The VTI ETF is even more diversified than the VOO ETF because it holds a whopping 3,717 different stocks. Its objective is to track the performance of the CRSP U.S. Total Market Index, which was formulated to represent the entire U.S. equity market. In other words, it owns every large-, mid-, and small-cap stock listed on major U.S. exchanges.

The VTI ETF is heavily weighted toward the technology sector, which accounts for 32.1% of its portfolio composition. Its top five holdings are identical to those of the VOO ETF; however, the weighting of each name is smaller because VTI owns so many other stocks:

Stock

VTI ETF Portfolio Weighting

1. Microsoft

6.12%

2. Apple

4.93%

3. Nvidia

4.20%

4. Amazon

3.30%

5. Meta Platforms

2.09%

Data source: The Vanguard Group. Portfolio weightings are accurate as of March 31, 2024, and are subject to change.

But the bottom half of the VTI ETF might be of more interest to investors right now, because Wall Street analyst Tom Lee of Fundstrat Global Advisors is extremely bullish on small-cap stocks in 2024. He believes the U.S. Federal Reserve will cut interest rates later this year, and given smaller companies typically require more funding to fuel their growth, that will be a tailwind.

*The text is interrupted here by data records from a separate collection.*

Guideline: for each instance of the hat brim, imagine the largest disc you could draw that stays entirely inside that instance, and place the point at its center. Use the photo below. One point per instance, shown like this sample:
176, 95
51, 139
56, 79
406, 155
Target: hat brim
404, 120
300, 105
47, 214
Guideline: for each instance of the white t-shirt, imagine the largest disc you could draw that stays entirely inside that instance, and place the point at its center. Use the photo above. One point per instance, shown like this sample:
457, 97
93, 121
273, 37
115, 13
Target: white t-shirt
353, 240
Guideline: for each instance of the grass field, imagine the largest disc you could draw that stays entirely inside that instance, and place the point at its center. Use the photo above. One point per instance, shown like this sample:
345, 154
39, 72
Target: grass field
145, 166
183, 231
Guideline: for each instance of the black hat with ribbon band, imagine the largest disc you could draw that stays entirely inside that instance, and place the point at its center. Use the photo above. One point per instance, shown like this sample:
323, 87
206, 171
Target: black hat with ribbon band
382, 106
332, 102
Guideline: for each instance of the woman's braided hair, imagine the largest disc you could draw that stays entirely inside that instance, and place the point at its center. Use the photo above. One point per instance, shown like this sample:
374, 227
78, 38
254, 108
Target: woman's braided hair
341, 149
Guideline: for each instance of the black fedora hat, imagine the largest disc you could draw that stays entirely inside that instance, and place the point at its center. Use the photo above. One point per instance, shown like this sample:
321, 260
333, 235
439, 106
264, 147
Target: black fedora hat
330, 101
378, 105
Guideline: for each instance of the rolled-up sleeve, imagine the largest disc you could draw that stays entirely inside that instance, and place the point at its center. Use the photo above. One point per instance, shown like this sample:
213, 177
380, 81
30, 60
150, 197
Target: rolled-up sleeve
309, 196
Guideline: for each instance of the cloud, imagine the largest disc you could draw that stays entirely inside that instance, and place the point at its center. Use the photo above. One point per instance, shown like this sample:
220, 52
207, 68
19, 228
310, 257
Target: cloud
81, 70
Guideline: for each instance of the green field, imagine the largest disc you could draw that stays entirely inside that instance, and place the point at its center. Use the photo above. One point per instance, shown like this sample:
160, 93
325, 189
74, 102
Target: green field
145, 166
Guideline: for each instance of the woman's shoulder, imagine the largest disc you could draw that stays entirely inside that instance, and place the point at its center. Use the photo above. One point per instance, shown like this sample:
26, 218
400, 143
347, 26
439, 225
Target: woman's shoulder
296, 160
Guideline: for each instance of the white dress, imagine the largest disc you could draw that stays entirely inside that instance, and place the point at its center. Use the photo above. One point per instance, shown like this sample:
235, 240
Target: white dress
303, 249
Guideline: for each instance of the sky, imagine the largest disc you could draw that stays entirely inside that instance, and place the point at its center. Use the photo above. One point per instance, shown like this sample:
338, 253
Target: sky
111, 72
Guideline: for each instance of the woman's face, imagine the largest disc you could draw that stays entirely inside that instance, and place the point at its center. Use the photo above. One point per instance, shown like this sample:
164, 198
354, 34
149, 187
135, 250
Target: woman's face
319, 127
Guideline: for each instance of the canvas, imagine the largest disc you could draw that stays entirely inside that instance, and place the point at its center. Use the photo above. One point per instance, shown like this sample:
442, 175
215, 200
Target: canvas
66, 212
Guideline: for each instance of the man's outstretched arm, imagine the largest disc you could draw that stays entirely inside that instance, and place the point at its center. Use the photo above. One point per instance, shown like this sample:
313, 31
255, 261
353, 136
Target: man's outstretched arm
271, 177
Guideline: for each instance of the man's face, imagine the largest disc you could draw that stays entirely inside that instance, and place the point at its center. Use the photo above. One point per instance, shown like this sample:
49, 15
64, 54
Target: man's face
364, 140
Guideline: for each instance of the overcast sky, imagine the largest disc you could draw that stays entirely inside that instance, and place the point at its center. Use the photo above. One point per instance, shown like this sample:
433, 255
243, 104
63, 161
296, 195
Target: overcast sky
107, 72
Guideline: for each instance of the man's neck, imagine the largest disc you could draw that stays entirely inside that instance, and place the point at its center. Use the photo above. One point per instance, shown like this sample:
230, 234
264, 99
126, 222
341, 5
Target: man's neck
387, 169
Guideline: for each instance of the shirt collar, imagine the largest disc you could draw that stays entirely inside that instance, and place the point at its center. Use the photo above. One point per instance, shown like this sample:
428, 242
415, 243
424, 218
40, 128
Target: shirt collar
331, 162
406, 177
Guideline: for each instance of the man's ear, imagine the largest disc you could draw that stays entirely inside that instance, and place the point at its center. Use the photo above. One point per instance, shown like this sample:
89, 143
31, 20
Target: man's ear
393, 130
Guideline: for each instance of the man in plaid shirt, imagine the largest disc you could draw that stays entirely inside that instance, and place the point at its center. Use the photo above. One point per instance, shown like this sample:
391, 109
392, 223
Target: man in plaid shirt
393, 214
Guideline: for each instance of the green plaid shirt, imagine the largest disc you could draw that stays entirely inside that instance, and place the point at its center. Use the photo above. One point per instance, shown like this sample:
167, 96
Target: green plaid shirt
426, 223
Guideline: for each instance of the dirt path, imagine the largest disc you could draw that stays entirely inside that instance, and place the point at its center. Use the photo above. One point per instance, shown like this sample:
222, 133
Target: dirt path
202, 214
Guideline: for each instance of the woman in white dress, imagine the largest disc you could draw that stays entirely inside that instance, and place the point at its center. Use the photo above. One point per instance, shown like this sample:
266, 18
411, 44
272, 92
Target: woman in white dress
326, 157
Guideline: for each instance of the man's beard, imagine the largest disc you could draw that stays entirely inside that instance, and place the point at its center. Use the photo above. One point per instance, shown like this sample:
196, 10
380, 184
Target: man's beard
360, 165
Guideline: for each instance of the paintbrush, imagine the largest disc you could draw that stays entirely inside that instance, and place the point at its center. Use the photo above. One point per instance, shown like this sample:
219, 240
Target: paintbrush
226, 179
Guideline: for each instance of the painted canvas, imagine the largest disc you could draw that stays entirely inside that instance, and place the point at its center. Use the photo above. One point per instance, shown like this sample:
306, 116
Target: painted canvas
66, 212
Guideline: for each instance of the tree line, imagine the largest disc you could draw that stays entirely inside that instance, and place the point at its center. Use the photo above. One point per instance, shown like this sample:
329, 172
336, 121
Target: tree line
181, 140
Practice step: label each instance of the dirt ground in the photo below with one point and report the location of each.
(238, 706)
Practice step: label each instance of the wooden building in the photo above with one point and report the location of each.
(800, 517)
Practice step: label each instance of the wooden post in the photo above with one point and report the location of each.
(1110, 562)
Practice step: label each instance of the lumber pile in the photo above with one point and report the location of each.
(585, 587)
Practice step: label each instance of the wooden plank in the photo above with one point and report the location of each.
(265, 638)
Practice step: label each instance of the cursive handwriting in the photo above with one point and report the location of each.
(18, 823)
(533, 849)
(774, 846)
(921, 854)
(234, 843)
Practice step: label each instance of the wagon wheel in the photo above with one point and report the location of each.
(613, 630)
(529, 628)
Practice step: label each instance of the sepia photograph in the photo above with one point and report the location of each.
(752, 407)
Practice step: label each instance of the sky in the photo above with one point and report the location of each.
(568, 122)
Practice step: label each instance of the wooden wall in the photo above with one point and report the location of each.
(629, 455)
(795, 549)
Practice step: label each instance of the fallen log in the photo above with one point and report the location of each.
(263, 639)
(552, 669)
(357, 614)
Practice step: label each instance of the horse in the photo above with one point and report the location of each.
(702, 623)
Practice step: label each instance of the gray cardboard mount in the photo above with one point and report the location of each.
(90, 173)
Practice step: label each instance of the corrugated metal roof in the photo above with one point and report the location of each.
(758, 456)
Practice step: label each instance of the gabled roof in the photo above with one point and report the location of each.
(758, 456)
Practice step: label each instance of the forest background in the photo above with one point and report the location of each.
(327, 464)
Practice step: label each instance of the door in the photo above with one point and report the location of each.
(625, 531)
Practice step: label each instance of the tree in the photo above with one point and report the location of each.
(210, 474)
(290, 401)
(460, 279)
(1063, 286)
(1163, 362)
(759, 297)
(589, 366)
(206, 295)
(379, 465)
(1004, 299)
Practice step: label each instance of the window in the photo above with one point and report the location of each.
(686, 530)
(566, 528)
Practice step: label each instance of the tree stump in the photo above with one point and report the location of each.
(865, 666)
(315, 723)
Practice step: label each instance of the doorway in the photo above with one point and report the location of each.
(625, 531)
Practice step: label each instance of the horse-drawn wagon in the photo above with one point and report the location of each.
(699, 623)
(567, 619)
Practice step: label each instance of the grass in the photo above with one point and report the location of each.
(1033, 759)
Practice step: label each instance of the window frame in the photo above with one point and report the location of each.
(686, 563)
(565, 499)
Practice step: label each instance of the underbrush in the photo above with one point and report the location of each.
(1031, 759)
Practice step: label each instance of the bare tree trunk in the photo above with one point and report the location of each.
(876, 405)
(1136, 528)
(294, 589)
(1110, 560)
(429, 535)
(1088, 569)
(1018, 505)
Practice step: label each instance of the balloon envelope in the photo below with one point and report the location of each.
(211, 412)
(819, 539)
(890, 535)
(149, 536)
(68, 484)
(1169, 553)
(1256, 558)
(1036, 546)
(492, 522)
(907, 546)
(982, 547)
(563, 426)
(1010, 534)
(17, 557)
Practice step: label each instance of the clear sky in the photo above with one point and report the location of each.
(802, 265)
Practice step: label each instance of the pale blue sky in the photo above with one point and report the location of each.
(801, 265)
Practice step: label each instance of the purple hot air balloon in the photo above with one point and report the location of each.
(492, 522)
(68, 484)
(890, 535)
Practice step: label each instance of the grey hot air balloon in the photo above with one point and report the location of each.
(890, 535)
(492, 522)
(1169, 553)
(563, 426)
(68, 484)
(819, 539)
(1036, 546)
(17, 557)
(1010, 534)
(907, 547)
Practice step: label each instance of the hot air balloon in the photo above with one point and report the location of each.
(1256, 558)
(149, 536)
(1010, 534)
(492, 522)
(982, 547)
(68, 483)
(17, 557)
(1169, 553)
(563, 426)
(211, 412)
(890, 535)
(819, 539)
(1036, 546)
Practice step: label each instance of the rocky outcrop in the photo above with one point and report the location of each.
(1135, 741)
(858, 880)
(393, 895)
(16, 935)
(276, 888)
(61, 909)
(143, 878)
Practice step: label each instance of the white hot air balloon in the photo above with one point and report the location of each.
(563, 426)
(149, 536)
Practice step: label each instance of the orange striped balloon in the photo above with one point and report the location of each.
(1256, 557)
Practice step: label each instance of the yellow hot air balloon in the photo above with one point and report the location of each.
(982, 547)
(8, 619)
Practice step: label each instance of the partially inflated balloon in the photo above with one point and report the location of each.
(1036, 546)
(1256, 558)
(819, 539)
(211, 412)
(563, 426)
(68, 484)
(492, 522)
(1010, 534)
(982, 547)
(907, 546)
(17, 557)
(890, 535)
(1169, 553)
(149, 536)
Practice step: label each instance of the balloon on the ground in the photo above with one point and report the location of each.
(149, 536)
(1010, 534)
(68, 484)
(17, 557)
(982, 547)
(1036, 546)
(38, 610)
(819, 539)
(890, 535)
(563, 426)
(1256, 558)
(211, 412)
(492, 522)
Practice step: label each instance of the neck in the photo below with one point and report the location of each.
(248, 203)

In fact, Lee thinks the small-cap Russell 2000 index could deliver a return of 50% in 2024. The VTI ETF can help investors capture that gain, while maintaining exposure to the bigger end of the market, especially the AI stocks I discussed earlier.

The VTI ETF has underperformed the S&P 500 over the long term, with a compound annual return of 8.6% since its inception in 2001. However, it could do far better in the medium term if analysts like Lee are correct about the smaller end of the market this year. Therefore, this ETF could be a great buy during the market sell-off.